Oh! I see. That makes sense.
The AI might find answers that satisfy the question but violate background assumptions we never thought to include and wouldn’t realize until it was too late (if even then). An easy-to-imagine one that we wouldn’t fall for is a cure for cancer that succeeds by eradicating all cellular life. Of course, it’s more difficult to come up with one that we would fall for, but anything involving cognitive modifications would be a candidate.
So, the reason we wouldn’t fall for that one is that the therapy wouldn’t pass the safety tests required by first-world governments. We have safety tests for all sorts of new technologies, with the stringency of the tests depending on the kind of technology — some testing for children’s toys, more testing for drugs, hopefully more testing for permanent cognitive enhancement. It seems like these tests should protect us from a Question-Answerer as much as from human mistakes.

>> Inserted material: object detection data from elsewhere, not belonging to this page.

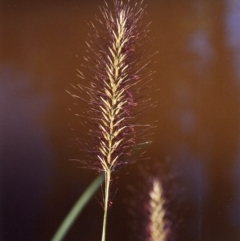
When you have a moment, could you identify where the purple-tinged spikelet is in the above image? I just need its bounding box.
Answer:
[70,0,154,172]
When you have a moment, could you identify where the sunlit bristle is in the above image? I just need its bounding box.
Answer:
[68,0,151,171]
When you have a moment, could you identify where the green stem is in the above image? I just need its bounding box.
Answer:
[102,170,111,241]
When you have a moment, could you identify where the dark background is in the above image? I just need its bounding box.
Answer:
[0,0,240,241]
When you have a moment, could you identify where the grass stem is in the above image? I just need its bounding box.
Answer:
[102,169,111,241]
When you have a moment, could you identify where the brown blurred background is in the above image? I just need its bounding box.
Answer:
[0,0,240,241]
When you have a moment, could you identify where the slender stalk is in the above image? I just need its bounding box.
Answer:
[102,169,111,241]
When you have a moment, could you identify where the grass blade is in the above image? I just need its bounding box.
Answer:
[51,175,104,241]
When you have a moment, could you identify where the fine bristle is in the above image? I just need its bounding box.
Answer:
[68,0,152,171]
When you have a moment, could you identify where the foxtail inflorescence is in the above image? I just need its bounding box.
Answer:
[68,0,152,240]
[70,0,151,171]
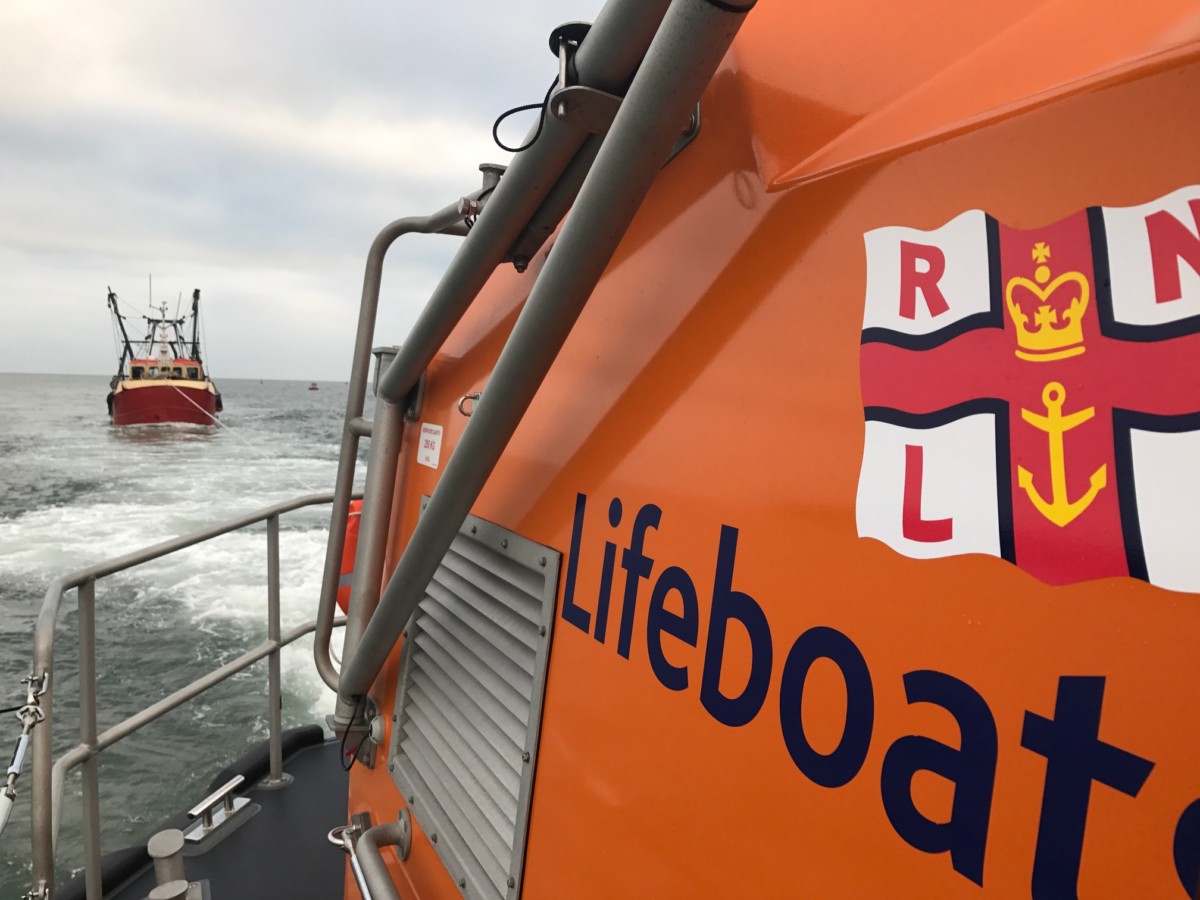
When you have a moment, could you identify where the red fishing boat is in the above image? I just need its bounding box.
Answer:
[108,288,222,425]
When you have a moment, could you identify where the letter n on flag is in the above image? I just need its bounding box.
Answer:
[856,186,1200,593]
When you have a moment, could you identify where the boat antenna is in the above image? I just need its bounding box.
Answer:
[192,288,204,366]
[108,288,133,373]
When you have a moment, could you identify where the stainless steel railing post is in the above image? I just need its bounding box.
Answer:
[77,578,103,900]
[266,516,284,785]
[30,493,355,898]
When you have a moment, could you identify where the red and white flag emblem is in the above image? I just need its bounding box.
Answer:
[857,186,1200,593]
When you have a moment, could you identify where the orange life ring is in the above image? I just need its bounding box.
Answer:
[337,500,362,612]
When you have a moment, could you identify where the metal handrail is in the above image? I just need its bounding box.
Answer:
[29,492,350,900]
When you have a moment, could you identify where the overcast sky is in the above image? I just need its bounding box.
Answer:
[0,0,602,380]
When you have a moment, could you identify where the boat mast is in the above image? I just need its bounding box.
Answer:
[192,288,204,366]
[108,287,133,374]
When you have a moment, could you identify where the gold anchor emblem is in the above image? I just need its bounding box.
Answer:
[1016,382,1109,528]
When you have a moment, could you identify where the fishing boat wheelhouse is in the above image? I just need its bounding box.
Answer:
[108,288,222,425]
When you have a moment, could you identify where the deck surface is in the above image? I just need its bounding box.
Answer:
[106,740,348,900]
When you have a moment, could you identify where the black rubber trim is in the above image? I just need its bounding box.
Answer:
[706,0,758,12]
[54,845,150,900]
[54,725,325,900]
[209,725,325,793]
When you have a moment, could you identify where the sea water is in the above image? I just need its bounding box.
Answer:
[0,374,370,900]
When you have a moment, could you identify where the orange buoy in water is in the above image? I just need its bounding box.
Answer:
[337,500,362,612]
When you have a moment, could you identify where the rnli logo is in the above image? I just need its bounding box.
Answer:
[857,187,1200,593]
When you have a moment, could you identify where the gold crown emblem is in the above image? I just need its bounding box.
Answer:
[1004,241,1091,362]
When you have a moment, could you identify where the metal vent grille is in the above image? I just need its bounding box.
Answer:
[389,516,562,898]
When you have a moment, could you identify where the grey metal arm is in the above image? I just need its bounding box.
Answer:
[337,0,754,709]
[328,0,670,728]
[354,821,412,900]
[312,206,481,690]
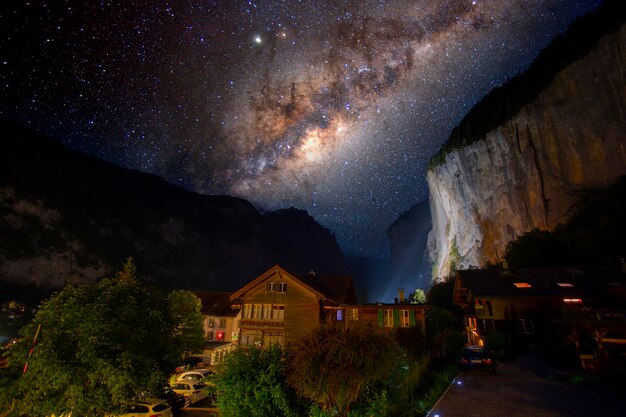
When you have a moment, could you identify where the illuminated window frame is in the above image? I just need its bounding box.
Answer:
[400,310,411,327]
[384,310,393,327]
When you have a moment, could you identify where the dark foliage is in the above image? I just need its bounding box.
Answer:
[504,176,626,268]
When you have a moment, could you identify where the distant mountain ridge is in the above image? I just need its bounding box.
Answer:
[0,121,349,290]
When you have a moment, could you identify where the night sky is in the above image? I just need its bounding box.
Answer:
[0,0,600,256]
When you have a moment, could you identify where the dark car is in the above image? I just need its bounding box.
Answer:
[159,386,185,410]
[460,346,497,374]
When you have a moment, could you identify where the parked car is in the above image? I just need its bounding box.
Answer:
[158,385,185,410]
[177,369,215,381]
[460,345,497,373]
[172,379,211,407]
[119,398,174,417]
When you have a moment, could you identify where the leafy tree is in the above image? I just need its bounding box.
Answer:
[410,288,426,304]
[287,326,400,416]
[0,259,201,417]
[426,306,466,357]
[214,345,302,417]
[168,290,204,354]
[504,228,568,268]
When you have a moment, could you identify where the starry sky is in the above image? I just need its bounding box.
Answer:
[0,0,600,257]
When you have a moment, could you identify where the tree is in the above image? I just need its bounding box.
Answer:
[504,228,568,268]
[214,345,302,417]
[0,260,201,417]
[287,326,400,416]
[410,288,426,304]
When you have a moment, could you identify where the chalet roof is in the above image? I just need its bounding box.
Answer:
[457,268,626,298]
[194,291,239,317]
[299,274,356,304]
[230,265,356,304]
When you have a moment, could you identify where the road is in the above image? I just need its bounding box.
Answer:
[178,399,219,417]
[428,355,626,417]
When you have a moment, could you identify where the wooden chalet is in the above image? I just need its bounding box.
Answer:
[324,289,428,332]
[195,291,241,365]
[453,268,626,370]
[230,265,356,346]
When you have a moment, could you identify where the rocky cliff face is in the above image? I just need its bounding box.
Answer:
[387,200,432,290]
[427,14,626,278]
[0,122,349,290]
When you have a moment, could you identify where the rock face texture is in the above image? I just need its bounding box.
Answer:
[387,200,432,290]
[427,8,626,278]
[0,122,349,291]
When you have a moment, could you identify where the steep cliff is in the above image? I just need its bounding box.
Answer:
[427,2,626,278]
[0,122,348,290]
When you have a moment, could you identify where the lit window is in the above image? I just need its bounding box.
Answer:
[263,304,272,320]
[252,304,263,320]
[272,305,285,321]
[243,304,252,319]
[400,310,411,327]
[385,310,393,327]
[263,332,283,346]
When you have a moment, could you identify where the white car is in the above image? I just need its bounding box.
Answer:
[118,398,174,417]
[171,379,210,407]
[177,369,215,382]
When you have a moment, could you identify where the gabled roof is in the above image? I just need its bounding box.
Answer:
[230,265,356,304]
[194,291,239,317]
[300,274,356,304]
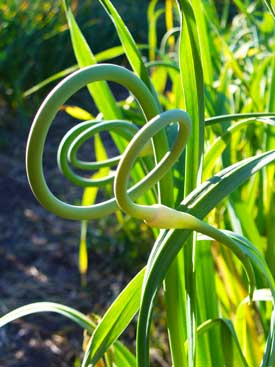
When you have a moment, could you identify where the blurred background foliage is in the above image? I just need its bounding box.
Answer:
[0,0,152,125]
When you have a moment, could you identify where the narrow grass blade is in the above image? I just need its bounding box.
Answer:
[78,134,110,283]
[99,0,152,89]
[191,0,214,85]
[197,318,248,367]
[114,342,136,367]
[176,0,204,367]
[147,0,164,61]
[203,118,275,179]
[66,4,122,119]
[61,105,95,121]
[177,0,204,190]
[137,150,275,367]
[82,269,145,367]
[165,0,175,48]
[0,302,95,333]
[264,0,275,18]
[205,112,275,126]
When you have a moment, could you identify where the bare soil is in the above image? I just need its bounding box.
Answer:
[0,116,143,367]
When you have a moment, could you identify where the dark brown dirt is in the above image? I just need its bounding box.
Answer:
[0,113,144,367]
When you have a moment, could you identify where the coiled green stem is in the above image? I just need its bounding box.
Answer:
[57,120,138,187]
[26,64,172,220]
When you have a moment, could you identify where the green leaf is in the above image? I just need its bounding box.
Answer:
[99,0,152,90]
[205,112,275,126]
[177,0,204,367]
[264,0,275,18]
[66,8,121,119]
[82,268,145,367]
[0,302,95,333]
[203,116,275,179]
[137,150,275,367]
[114,342,136,367]
[197,318,248,367]
[78,134,110,275]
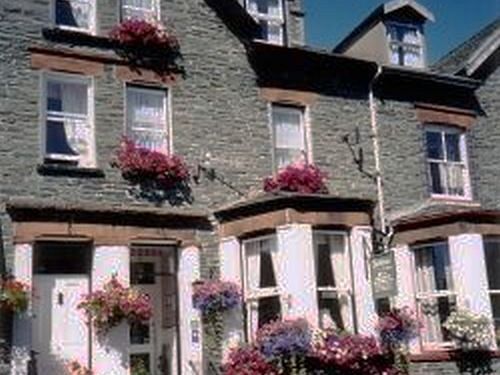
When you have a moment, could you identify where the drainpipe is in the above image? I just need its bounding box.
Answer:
[368,65,386,238]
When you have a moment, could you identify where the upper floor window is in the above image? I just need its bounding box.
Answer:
[484,238,500,345]
[314,232,352,330]
[425,126,471,198]
[126,86,169,152]
[42,74,95,167]
[243,236,281,337]
[271,104,307,170]
[53,0,96,32]
[121,0,160,21]
[387,23,425,68]
[414,243,456,348]
[246,0,285,44]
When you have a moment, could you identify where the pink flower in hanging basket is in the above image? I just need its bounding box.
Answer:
[264,162,328,194]
[112,138,189,190]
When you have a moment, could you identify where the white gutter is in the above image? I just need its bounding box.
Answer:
[368,65,386,233]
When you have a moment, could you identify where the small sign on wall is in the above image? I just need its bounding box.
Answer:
[371,251,398,300]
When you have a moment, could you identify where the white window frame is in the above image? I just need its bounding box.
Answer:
[39,71,96,168]
[424,123,472,201]
[385,21,427,68]
[241,234,285,341]
[245,0,286,45]
[268,102,312,172]
[118,0,161,22]
[50,0,97,35]
[313,229,354,331]
[123,82,173,154]
[410,241,458,351]
[483,237,500,347]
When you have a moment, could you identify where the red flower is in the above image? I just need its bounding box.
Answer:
[112,138,189,189]
[264,163,328,194]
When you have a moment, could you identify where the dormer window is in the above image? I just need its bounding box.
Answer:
[387,23,425,68]
[246,0,285,44]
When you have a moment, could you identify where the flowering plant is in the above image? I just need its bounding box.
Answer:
[443,310,493,350]
[223,346,278,375]
[256,319,312,358]
[193,280,241,315]
[0,277,29,313]
[110,18,179,50]
[66,360,94,375]
[78,277,153,334]
[111,138,189,190]
[378,306,422,347]
[264,162,328,194]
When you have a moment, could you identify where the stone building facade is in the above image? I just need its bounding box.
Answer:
[0,0,500,375]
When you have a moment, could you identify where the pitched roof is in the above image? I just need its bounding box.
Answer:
[431,17,500,75]
[333,0,434,53]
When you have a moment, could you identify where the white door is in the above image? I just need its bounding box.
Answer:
[33,275,89,375]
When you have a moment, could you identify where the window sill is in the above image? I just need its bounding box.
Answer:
[36,164,105,178]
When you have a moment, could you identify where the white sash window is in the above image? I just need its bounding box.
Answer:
[484,238,500,345]
[425,127,471,198]
[53,0,96,32]
[246,0,285,45]
[271,104,307,170]
[314,231,352,330]
[126,86,169,152]
[387,23,425,68]
[243,236,282,338]
[121,0,160,22]
[42,75,95,167]
[414,243,456,348]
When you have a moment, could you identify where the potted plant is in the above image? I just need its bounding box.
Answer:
[264,162,328,194]
[0,276,29,345]
[78,277,153,335]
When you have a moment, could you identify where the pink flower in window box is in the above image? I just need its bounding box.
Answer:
[264,162,328,194]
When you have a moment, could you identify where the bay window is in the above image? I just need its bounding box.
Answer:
[387,23,425,68]
[53,0,97,32]
[246,0,285,44]
[425,126,470,198]
[484,238,500,345]
[314,231,352,330]
[243,236,282,338]
[42,74,95,167]
[126,86,169,152]
[413,243,456,349]
[271,104,307,170]
[121,0,160,22]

Actual unfriendly AI seems scarier because it could try to pass our safety tests, in addition to accomplishing its terminal goals. But a Question-Answerer designing something that passes all the tests and nevertheless causes disaster seems about as likely as a well-intentioned but not completely competent human doing the same.
I guess I should have asked for a disaster involving a Question-Answerer which is more plausible than the same scenario with the AI replaced by a human.